Любу можно определить как данность, объем, составленный из противоречий, несочетаемых вещей. Иногда – тонкость, нежность, интеллигентность, казалось, вот-вот заговорит стихами Северянина. Я считал ее недостаточно образованной. Иногда говорил – почитай, узнай. Но она порой в каких-то явлениях жизни, литературы, философии неожиданно проявляла глубину и знания. Могла быть предельно скромной, а иногда – грубой и наглой. В театр часто приходили богатые люди образца 90-х годов, приглашали нас в ресторан. И Люба, Филозов, Петренко пели, что-то рассказывали – развлекали. А иногда приезжал на спектакль, скажем, посол Израиля. И Люба становилась совершенно иной – вела себя как настоящая интеллектуалка.
Она, конечно же, в некоторых своих проявлениях оказывалась непредсказуемой. Иногда в плохом смысле. Летим на первые гастроли в Израиль. Тогда не было прямых рейсов. Летим через Кипр, затем пересаживаемся на паром. В самолете Аэрофлота на международных рейсах почему-то мужчинам выдавали рюмку водки, а женщинам вино. Люба попросила принести ей вместо вина водки. Ей сказали: нет, вам полагается вино. Люба жутко обиделась. И проявила это так, что через минуту все мужчины стали передавать ей свою водку. Она выпивала одну рюмку за другой, я был в ужасе. Когда мы сели в Никосии, Люба не хотела выходить из самолета. С трудом удалось ей объяснить, что самолет дальше не полетит…

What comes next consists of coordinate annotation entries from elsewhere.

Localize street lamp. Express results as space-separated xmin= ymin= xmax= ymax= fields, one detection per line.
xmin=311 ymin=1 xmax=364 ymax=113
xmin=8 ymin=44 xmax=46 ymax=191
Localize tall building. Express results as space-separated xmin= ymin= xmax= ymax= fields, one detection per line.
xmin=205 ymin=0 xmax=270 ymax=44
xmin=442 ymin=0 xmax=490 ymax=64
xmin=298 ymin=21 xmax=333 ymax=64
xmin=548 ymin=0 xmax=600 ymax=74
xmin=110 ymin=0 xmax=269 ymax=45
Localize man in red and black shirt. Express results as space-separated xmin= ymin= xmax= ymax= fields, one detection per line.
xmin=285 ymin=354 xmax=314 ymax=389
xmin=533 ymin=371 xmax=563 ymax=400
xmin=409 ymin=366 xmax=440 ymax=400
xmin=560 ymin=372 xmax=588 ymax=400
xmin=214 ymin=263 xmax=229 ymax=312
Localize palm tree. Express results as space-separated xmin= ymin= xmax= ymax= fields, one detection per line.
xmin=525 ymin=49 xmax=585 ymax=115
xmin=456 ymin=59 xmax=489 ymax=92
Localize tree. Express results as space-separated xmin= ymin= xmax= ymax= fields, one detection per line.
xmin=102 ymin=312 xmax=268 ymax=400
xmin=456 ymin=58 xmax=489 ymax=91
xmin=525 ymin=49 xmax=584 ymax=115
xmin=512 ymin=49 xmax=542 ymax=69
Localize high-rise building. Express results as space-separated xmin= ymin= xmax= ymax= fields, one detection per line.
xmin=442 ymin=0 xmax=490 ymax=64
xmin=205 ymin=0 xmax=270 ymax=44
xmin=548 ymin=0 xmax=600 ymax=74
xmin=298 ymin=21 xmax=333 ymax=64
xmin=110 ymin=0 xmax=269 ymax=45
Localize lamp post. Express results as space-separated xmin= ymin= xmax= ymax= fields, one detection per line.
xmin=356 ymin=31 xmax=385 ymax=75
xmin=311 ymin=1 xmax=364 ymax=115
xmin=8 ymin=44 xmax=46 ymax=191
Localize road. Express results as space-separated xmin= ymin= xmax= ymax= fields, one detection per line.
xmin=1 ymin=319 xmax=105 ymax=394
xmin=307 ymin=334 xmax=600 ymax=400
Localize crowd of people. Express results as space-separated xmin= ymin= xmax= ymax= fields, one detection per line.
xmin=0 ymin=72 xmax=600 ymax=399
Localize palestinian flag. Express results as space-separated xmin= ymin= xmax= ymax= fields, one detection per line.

Самый грандиозный случай тоже был связан с Израилем. Первый же вечер. Тепло, берег моря. Мы в ресторане на берегу. Принесли зелень, помидоры, огурцы. Выпиваем. За соседним столом группа военных, говорящих на иврите под руководством какого-то начальника. Периодически смотрят в нашу сторону. Наконец, через какое-то время официантка приносит Любе шампанское от того стола. Потом букет цветов. Наконец, сообщает, что высокий военный чин, начальник ВВС Израильской Армии – выходец из России и хотел бы познакомиться с замечательной артисткой Любовью Полищук. Он подошел и заговорил по-русски. Оказывается, самое сильное впечатление от Любиной актерской игры – эпизод из фильма «12 стульев», в котором Андрей Миронов разбивает Любой витрину. И сейчас он потрясен, что она сидит рядом. Когда израильтянин разошелся по полной программе – типа: «Я сделаю все, что ты скажешь», – Люба, не долго думая, заявила: «Если ты такой начальник, то пусть сюда прилетит вертолет – я бы сделала с тобой круг над морем». Через 40 минут рядом с нами приземлился вертолет. И Люба взлетела над Средиземным морем.
С Любой репетировать было очень легко, что возможно только с очень хорошим артистом. Люба воспринимала роль как часть себя. Тогда еще не было такой формулировки – присвоить роль. Но она это действительно делала. После Любы кто только не играл Дину Федоровну в спектакле «Пришел мужчина к женщине», но Люба настолько замотивировала каждую фразу и каждый поступок, что я все время слышу ее интонации. Дина Федоровна – это и есть Люба Полищук.